How do we know that something like climate change is indeed happening now? We didn’t come to such a conclusion because one scientist went out to test for it. Instead, thousands and thousands of scientists independently did their own thing, within their disciplines, and in the process found significant changes in the climate to produce the phenomena they studied. This was a consensus that arrived from independent research. Thus, the burden of proof thus falls on the people who deny it. They need to show why all these peoples’ research are wrong.

The same applies for new controversial issues in science. One study isn’t enough to settle the matter. Does coffee cause cancer? Do wifi signals cause cancer? We see articles like this all the time with contradictory answers. More time is needed to research on these issues before the scientific community arrives as a consensus.

Why am I bothering to talk about the burden of proof? Well, when we are challenging a claim, or when we encounter someone challenging a claim, we need to assess who has the burden of proof. One trick often used by promoters of pseudo-science (or people who just want to win arguments) is that they will unfairly shift the burden.

Conspiracy theorists have been claiming that Mark Zuckerberg, the founder of Facebook, is a shape-shifting lizard person whose secret mission is to destroy humanity. This sounds crazy, but it’s even crazier that people would believe it. Nonetheless, if you say, “I don’t believe that Mark Zuckerberg is a lizard person.”, they might reply:

“What’s your proof that he’s NOT a lizard person?”

A question like this will probably leave you stuck, unable to respond. How do you even answer a question like this?

In such unfair debates, the silence is taken as a defeat. The conspiracy theorist has won the argument, thinking that by forcing you into a corner where you can’t respond, you have failed to defend your claim. But that’s only because the conspiracy theorist had unfairly shifted the burden to you.
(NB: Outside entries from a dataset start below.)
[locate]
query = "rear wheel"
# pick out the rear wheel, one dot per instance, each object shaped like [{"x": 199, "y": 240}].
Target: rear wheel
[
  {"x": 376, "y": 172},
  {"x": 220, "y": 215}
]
Proving that Mark Zuckerberg is not a lizard is a much harder claim to prove than that he is a lizard. So it’s important to be vigilant of such unfair shifting.

As I have shown in the preceding sections, what separates good science from bad or pseudo-science stems from the kinds of rigour needed to formulate clear hypotheses open to testing and disconfirmation, to the rigours of carefully distinguishing causation from correlation, to being careful about how we select our sampling to avoid skewing or bias, to checking and eliminating confounders in the process, and lastly, to be cautious in formulating a conclusion to ensure that it immediately follows from the experiment, rather than making a big leap of logic. At the same time, it is also important for us to distinguish between claims: some are harder to confirm/disconfirm than other claims, and so much care is needed to question if we are dealing with a potentially unfalsifiable hypothesis, or if the burden of proof is unfairly shifted to us.

Far too many pseudo-science are marketed as scientific, especially in the area of wellness. So it’s not sufficient to refer to a standard definition of science (vs. pseudo-science). We should be assessing the process by which they arrived at their results. And similarly, we should be strive to be as rigorous as we can in our own knowledge-making processes so that we can avoid creating pseudo-scientific myths for ourselves.